これまでわれわれは、多光子励起を用いることによって、EGFP融合蛋白質をCALIのターゲット蛋白質とする多光子CALIを開発し、connexinの機能を時空間選択的に阻害できることを示した。本年度は、多光子CALIにより、他の蛋白質の阻害も可能であることを示すため、aurora Bを対象として実験を行った。
MDCK細胞にaurora B-EGFP遺伝子をトランスフェクトした。12時間後に、チミジンブロックによって、細胞周期を同調させた。15時間後にチミジンを除去し、6-7時間後に細胞分裂中期にある細胞に対して、多光子CALI実験を行い、実験後30分間、細胞分裂の進行を観察した。
多光子MALI実験前には、細胞分裂中期にあるaurora B-EGFPを発現させたMDCK細胞では、aurora B-EGFPは赤道面上に局在していた。

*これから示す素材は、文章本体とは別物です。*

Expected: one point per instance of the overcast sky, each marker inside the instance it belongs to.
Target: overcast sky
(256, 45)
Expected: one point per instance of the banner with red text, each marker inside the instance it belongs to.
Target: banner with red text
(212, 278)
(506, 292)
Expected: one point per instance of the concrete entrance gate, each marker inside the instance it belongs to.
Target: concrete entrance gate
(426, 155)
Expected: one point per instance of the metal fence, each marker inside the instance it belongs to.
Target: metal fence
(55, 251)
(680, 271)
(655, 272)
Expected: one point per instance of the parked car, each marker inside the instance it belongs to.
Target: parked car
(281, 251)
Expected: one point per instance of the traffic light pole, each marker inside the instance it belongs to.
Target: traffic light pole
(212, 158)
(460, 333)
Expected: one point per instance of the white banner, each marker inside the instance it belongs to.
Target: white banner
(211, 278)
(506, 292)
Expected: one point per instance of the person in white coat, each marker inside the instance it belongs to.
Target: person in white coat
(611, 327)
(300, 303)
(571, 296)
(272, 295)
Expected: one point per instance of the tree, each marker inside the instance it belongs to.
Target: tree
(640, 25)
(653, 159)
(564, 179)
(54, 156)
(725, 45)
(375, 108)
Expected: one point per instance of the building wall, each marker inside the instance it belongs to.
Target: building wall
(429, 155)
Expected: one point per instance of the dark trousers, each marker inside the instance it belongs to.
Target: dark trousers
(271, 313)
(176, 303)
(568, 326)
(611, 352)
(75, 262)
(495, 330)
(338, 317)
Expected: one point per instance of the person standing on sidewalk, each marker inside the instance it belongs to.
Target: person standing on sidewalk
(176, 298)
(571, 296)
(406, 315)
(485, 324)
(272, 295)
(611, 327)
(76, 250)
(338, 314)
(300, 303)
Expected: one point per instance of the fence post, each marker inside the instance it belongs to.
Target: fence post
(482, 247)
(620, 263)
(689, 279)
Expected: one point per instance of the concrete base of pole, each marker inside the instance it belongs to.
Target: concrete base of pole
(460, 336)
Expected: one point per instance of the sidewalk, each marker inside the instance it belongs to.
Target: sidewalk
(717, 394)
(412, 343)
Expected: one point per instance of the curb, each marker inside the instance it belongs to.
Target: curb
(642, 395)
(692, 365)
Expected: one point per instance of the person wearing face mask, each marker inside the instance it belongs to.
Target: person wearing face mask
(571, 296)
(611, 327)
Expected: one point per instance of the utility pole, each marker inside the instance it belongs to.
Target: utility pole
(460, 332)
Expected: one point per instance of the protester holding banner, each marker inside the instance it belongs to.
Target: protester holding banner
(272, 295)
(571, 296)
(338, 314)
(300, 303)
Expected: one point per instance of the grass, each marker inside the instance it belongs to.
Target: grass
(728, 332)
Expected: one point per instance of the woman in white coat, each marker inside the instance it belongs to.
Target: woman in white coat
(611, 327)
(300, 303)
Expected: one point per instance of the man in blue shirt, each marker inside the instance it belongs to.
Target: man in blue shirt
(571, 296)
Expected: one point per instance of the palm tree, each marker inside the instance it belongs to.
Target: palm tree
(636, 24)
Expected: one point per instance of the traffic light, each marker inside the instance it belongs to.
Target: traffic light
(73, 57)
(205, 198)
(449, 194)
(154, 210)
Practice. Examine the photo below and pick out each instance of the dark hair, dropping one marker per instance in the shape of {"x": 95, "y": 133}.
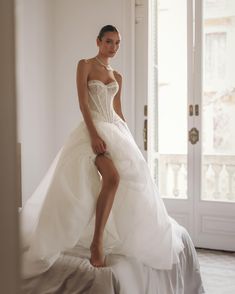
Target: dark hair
{"x": 105, "y": 29}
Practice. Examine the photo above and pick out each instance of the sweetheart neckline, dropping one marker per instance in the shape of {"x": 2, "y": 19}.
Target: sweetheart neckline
{"x": 93, "y": 80}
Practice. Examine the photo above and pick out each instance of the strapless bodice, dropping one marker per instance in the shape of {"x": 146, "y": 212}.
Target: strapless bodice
{"x": 101, "y": 100}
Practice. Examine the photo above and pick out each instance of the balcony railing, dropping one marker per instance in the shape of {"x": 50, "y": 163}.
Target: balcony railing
{"x": 218, "y": 176}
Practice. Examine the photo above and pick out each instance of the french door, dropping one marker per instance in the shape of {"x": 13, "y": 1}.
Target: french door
{"x": 189, "y": 111}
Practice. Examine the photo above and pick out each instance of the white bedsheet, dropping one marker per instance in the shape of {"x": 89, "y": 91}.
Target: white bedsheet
{"x": 72, "y": 273}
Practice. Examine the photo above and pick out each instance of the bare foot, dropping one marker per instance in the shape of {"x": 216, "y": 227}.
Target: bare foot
{"x": 97, "y": 259}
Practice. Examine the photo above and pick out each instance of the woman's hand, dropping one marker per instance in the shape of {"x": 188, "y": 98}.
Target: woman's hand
{"x": 98, "y": 145}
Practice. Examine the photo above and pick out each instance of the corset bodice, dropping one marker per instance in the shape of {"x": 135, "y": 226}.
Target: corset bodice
{"x": 101, "y": 100}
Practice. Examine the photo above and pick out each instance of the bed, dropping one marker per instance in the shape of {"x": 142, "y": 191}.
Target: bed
{"x": 72, "y": 273}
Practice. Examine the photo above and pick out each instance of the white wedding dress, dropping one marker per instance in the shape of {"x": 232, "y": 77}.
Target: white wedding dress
{"x": 61, "y": 212}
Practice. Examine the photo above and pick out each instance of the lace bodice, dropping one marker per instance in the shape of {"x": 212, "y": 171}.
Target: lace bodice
{"x": 101, "y": 100}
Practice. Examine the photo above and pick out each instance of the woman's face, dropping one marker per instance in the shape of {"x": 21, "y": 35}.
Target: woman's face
{"x": 109, "y": 44}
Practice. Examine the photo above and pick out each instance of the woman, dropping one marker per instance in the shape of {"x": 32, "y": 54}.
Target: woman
{"x": 98, "y": 193}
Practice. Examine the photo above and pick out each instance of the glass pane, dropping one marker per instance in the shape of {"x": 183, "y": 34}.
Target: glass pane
{"x": 218, "y": 121}
{"x": 168, "y": 100}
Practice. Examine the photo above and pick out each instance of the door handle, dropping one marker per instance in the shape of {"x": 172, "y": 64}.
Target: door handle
{"x": 193, "y": 136}
{"x": 145, "y": 134}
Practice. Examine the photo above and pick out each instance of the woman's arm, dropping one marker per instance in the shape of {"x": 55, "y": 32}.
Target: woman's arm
{"x": 117, "y": 99}
{"x": 83, "y": 67}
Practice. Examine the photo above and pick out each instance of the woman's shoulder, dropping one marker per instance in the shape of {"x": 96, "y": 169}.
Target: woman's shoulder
{"x": 85, "y": 62}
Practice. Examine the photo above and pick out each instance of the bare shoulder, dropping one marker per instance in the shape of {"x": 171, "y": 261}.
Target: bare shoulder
{"x": 84, "y": 63}
{"x": 118, "y": 76}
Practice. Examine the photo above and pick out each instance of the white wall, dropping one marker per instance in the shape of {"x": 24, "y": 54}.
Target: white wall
{"x": 35, "y": 95}
{"x": 51, "y": 37}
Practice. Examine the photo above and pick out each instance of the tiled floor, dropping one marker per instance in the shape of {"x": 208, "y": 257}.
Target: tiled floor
{"x": 218, "y": 271}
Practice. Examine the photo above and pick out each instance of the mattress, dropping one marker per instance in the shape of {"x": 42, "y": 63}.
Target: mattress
{"x": 72, "y": 273}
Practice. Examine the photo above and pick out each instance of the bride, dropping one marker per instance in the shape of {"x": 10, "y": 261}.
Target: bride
{"x": 98, "y": 192}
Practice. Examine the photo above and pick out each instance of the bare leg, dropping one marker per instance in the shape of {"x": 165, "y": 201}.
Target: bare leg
{"x": 110, "y": 181}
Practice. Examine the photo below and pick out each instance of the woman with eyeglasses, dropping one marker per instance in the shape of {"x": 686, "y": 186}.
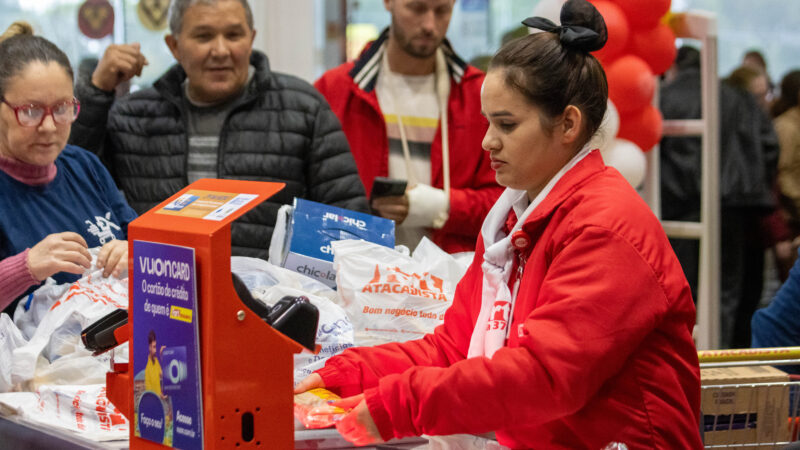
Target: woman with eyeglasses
{"x": 56, "y": 200}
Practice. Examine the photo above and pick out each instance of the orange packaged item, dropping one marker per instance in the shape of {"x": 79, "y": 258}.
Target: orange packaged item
{"x": 311, "y": 408}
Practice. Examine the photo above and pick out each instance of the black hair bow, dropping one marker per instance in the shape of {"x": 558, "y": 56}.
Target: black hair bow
{"x": 572, "y": 36}
{"x": 582, "y": 26}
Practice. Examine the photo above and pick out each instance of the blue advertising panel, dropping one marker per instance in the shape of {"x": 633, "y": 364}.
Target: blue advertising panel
{"x": 167, "y": 391}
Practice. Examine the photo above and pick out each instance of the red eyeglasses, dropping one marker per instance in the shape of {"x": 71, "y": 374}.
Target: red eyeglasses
{"x": 33, "y": 115}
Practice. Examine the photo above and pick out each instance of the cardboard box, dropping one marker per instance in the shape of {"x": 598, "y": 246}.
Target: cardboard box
{"x": 310, "y": 228}
{"x": 745, "y": 405}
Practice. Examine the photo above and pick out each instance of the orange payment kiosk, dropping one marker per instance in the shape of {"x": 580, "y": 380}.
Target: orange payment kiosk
{"x": 205, "y": 371}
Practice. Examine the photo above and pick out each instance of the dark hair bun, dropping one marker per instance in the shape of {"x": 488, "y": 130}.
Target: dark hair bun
{"x": 582, "y": 27}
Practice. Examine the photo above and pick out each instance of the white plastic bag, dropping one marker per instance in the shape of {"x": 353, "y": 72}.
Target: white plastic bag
{"x": 10, "y": 339}
{"x": 58, "y": 332}
{"x": 269, "y": 283}
{"x": 391, "y": 297}
{"x": 83, "y": 409}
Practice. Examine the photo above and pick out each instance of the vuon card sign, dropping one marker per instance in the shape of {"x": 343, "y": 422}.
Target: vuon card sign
{"x": 168, "y": 402}
{"x": 312, "y": 228}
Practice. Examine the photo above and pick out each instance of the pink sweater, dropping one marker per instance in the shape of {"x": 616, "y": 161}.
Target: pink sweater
{"x": 15, "y": 276}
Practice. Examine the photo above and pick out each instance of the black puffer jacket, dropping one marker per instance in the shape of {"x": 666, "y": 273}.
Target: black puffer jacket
{"x": 748, "y": 149}
{"x": 283, "y": 130}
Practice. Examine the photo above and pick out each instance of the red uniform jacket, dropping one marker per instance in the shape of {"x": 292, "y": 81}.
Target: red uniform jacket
{"x": 350, "y": 91}
{"x": 600, "y": 348}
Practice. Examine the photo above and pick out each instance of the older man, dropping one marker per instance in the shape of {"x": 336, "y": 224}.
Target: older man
{"x": 219, "y": 113}
{"x": 410, "y": 108}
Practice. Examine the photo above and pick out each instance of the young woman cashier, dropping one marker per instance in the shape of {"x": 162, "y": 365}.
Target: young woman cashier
{"x": 572, "y": 328}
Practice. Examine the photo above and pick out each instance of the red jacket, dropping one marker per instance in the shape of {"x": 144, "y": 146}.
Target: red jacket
{"x": 600, "y": 348}
{"x": 473, "y": 187}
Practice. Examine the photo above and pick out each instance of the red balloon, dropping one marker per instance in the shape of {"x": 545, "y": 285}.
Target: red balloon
{"x": 631, "y": 84}
{"x": 618, "y": 30}
{"x": 643, "y": 14}
{"x": 643, "y": 128}
{"x": 656, "y": 46}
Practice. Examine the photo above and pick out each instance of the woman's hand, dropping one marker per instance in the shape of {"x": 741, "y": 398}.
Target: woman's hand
{"x": 59, "y": 252}
{"x": 357, "y": 426}
{"x": 394, "y": 208}
{"x": 310, "y": 382}
{"x": 113, "y": 258}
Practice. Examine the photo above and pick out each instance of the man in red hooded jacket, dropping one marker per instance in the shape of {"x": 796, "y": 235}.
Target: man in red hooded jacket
{"x": 410, "y": 108}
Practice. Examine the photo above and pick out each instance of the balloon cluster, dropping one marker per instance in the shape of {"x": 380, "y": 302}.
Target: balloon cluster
{"x": 639, "y": 47}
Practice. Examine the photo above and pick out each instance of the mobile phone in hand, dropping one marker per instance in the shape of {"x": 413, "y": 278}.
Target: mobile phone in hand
{"x": 387, "y": 187}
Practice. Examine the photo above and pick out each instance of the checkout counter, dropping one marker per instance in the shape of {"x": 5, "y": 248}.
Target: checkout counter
{"x": 19, "y": 434}
{"x": 223, "y": 392}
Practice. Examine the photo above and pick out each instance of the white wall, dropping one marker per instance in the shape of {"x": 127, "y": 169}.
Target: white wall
{"x": 285, "y": 32}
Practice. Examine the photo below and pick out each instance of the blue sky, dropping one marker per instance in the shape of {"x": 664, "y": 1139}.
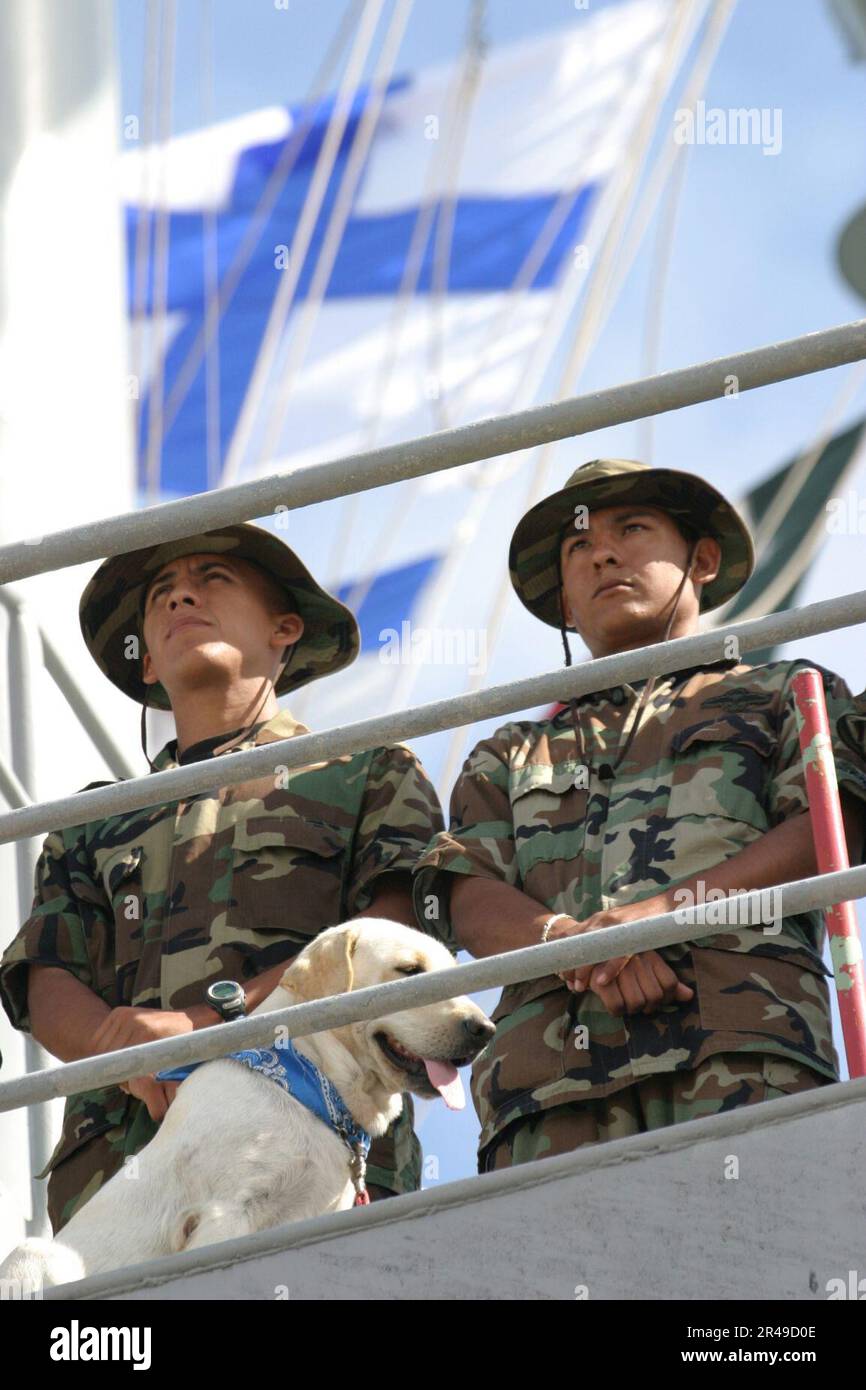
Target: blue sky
{"x": 752, "y": 263}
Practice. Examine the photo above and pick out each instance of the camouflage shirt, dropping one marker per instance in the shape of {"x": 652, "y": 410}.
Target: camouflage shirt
{"x": 150, "y": 906}
{"x": 713, "y": 765}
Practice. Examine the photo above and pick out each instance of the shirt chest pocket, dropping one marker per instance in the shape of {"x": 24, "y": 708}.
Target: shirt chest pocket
{"x": 120, "y": 872}
{"x": 548, "y": 809}
{"x": 720, "y": 772}
{"x": 287, "y": 876}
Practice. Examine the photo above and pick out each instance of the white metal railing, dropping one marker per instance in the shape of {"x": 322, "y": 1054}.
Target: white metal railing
{"x": 380, "y": 1000}
{"x": 446, "y": 449}
{"x": 670, "y": 391}
{"x": 563, "y": 684}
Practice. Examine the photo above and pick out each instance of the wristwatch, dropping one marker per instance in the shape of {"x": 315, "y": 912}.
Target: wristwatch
{"x": 227, "y": 998}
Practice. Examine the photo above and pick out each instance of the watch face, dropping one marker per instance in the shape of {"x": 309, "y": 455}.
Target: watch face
{"x": 224, "y": 991}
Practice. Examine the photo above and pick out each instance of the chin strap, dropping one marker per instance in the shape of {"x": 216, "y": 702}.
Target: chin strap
{"x": 282, "y": 663}
{"x": 648, "y": 687}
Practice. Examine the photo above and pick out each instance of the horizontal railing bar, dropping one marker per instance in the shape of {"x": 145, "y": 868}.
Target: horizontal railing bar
{"x": 428, "y": 719}
{"x": 381, "y": 1000}
{"x": 434, "y": 453}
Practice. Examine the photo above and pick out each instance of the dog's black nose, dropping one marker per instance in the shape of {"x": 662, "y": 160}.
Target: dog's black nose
{"x": 478, "y": 1030}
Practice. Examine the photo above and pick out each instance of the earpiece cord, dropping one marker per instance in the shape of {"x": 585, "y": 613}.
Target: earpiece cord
{"x": 282, "y": 663}
{"x": 645, "y": 692}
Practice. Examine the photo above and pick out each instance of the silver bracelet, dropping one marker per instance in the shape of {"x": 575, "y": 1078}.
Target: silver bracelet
{"x": 545, "y": 930}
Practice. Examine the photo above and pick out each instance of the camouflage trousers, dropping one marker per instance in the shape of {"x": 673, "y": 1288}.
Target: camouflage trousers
{"x": 394, "y": 1166}
{"x": 722, "y": 1083}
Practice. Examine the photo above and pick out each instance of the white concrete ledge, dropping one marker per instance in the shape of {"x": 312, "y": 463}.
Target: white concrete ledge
{"x": 651, "y": 1216}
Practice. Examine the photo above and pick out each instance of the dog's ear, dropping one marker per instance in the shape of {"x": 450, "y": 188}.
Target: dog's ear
{"x": 325, "y": 965}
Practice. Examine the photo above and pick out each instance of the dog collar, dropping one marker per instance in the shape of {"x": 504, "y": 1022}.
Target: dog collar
{"x": 296, "y": 1075}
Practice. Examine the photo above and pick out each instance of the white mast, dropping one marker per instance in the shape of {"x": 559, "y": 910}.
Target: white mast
{"x": 66, "y": 441}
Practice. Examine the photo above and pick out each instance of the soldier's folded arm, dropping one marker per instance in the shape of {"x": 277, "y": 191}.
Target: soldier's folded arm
{"x": 467, "y": 884}
{"x": 786, "y": 851}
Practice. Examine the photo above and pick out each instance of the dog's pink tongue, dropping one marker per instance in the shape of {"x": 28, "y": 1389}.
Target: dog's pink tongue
{"x": 448, "y": 1083}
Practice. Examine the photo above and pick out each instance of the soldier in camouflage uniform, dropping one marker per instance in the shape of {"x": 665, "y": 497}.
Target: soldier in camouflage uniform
{"x": 135, "y": 915}
{"x": 601, "y": 813}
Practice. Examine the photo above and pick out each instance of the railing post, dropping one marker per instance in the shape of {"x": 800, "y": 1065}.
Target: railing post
{"x": 831, "y": 855}
{"x": 24, "y": 663}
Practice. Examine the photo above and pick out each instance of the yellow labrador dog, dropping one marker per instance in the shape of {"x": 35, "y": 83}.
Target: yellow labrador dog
{"x": 237, "y": 1153}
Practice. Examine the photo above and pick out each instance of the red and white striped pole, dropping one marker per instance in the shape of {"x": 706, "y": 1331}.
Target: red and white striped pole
{"x": 831, "y": 854}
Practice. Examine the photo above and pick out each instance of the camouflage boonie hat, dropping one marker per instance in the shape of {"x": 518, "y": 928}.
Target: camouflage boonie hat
{"x": 534, "y": 553}
{"x": 111, "y": 603}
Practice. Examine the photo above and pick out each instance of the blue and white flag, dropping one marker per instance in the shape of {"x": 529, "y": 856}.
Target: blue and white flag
{"x": 478, "y": 203}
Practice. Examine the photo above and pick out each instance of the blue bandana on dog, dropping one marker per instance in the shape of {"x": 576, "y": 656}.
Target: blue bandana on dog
{"x": 293, "y": 1073}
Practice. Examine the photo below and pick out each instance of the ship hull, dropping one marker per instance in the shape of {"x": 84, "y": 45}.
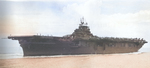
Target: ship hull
{"x": 68, "y": 49}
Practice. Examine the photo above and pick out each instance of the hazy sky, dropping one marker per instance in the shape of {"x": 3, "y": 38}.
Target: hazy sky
{"x": 111, "y": 18}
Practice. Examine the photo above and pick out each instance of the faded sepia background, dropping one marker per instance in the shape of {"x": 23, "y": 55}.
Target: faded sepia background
{"x": 106, "y": 18}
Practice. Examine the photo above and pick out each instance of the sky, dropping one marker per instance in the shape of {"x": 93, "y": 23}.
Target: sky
{"x": 106, "y": 18}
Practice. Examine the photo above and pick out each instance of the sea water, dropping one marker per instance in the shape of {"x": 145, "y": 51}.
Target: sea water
{"x": 11, "y": 49}
{"x": 20, "y": 55}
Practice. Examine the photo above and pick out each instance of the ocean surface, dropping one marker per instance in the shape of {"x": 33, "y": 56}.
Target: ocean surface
{"x": 11, "y": 49}
{"x": 20, "y": 55}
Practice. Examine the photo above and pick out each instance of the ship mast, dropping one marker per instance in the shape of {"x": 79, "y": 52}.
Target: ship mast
{"x": 82, "y": 22}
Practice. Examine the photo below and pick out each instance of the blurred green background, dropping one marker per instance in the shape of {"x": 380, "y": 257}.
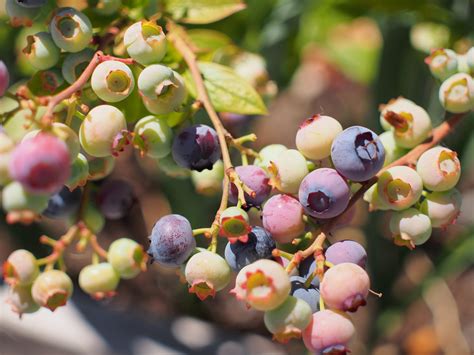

aurora B-EGFPにフェムト秒レーザーを照射すると、照射部位のaurora B-EGFPが退色し、染色体の凝集が観察された。aurora B-EGFPに対して、多光子CALIを行った細胞16個中14個では、多光子CALI実験30分後でも、分裂極への染色体の分離が起らず、細胞分裂の進行が阻害された。一方、aurora B-EGFPをトランスフェクトしていない細胞では、分裂中期の赤道面に同様のレーザー照射を行っても、30分後には細胞分裂の進行が観察された(13/13)。以上より、ギャッブ結合蛋白質以外でも、多光子CALIによる生細胞内での蛋白質機能の時空間選択的阻害が可能であることが明らかとなった。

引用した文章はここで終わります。